Thanks everyone for your constructive feedback, I thoroughly enjoyed reading through all the comments and critiques.
While looking at these cloisonné enamel watches, I think it’s important to bear in mind not many of us have seen them in the flesh. I’ve myself have only gotten to handle a few over the past 25 years. I took a relatively long video so that the beauty of these dials can be shared with everyone.
Regarding authenticity, all I can say is that I’ve had a long enough relationship with my dealer, his expertise in Omega, and the price for which I paid, to be fairly confident of what I have. At the end of the day, like any other vintage watch we buy, we surmise authenticity based on not one particular thing, but rather the sum of all parts (case, movement, crystal, crown etc), other factors such as uniformity of wear, accompanying documentation, and in this case, provenance etc. I believe this watch, when considered in this light, to be honest.

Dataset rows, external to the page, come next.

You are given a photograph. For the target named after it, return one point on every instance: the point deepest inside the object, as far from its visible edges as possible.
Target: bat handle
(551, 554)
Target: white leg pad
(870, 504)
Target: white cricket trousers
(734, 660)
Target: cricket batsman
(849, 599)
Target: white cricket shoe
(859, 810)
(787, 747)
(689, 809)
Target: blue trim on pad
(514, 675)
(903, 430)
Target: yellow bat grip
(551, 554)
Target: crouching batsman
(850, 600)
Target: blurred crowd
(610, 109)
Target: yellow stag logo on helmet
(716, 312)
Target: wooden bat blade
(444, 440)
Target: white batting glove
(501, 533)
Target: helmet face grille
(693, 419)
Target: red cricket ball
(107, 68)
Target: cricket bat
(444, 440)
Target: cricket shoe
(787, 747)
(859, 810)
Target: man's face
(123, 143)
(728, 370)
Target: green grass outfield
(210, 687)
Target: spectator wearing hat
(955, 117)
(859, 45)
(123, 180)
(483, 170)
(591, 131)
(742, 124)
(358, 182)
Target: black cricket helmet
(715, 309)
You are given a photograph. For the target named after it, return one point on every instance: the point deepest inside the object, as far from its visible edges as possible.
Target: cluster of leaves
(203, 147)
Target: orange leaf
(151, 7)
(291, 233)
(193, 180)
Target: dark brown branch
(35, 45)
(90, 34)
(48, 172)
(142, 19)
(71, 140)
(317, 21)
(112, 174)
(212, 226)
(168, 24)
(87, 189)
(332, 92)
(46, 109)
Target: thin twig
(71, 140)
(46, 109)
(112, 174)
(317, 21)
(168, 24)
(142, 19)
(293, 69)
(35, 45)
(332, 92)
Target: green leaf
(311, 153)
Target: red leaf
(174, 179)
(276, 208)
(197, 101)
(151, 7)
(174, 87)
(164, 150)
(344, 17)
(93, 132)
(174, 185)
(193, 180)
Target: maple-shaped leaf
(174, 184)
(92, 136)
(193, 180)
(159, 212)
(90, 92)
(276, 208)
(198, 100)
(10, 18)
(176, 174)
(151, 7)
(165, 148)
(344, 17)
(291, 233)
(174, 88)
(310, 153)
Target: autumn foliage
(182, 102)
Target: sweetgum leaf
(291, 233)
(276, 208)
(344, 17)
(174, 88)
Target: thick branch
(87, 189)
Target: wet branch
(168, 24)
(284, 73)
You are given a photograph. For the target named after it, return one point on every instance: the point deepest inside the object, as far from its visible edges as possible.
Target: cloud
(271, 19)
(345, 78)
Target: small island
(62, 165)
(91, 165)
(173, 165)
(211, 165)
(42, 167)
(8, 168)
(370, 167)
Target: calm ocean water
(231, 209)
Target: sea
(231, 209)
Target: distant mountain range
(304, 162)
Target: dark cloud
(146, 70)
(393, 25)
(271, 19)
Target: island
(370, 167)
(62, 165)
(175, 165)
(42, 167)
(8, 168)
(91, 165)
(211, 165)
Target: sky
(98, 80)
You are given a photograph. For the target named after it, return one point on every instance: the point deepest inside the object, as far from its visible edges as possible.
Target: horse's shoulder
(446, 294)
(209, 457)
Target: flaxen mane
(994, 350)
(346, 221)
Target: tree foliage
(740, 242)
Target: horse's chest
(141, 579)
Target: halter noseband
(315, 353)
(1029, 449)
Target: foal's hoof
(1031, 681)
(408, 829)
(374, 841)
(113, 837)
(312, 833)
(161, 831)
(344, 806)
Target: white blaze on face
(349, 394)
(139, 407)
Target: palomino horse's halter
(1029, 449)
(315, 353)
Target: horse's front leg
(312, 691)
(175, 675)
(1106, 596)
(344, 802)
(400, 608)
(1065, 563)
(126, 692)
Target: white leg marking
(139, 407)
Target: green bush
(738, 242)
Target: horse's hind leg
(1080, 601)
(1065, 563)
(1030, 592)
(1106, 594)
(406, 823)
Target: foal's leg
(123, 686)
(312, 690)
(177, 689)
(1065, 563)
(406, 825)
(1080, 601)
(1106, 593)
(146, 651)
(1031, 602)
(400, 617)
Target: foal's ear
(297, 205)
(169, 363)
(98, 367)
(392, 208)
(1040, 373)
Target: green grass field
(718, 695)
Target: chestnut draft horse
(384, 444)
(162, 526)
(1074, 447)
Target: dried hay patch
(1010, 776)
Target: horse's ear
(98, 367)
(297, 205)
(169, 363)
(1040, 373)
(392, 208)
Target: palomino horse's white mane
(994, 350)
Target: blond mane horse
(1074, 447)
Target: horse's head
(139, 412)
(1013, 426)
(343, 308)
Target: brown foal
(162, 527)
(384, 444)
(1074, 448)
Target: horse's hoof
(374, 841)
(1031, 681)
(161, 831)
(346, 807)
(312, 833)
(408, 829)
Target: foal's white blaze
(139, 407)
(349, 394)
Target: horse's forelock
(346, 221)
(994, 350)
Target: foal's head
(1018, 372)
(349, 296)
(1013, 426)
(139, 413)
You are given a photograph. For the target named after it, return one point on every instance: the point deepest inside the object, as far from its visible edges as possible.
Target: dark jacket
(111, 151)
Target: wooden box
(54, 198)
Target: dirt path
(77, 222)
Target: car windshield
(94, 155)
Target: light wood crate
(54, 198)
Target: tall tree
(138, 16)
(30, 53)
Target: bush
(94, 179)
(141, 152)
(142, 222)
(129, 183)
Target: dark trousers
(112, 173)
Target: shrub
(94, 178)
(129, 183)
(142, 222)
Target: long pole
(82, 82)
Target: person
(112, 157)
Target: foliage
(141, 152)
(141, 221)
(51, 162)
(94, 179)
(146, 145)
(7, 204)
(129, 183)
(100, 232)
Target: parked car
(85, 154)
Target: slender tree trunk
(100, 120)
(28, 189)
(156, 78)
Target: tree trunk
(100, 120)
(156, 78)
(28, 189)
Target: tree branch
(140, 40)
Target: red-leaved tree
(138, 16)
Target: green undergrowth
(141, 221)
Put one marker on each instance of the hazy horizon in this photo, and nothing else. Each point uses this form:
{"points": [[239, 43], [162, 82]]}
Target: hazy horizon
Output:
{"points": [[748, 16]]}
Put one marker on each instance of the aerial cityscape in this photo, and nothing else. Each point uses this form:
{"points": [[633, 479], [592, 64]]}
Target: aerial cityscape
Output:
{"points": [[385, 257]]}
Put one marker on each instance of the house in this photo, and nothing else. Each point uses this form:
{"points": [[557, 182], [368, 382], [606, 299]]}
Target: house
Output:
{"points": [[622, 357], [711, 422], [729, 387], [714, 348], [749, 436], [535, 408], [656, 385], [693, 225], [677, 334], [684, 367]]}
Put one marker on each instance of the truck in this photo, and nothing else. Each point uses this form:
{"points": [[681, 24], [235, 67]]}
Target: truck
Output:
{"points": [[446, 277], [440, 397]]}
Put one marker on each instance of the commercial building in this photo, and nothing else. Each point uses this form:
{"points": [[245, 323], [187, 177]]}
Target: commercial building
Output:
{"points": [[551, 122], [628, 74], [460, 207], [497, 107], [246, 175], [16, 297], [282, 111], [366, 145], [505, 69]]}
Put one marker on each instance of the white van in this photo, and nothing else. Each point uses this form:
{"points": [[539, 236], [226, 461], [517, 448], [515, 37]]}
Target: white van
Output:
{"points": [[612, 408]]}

Moreover, every cloisonné enamel dial of the observatory dial is unique in some way. For example, no two dials have the exact same star alignment if one looks closely. Some have a “flat” Omega logo (Phillips) while others are rounded and raised (A journey through time; Omegamania). Some have lumed indices and hands (Phillips), while others are not. Some have longer hands than others (Phillips). No two have been found on the exact same bracelet. John Goldberger believes he has the only rose gold version of this watch, when all others are in yellow gold. Etc etc. Also, owing to the ravages of time, it’s hard to say how each differently each of these dials could have aged over the past 70+ years. I personally not have seen any scholarly research into how sunlight or moisture affects these dials, even though we know factors such as these, can indeed render two identical dials completely different (ie what we call patina).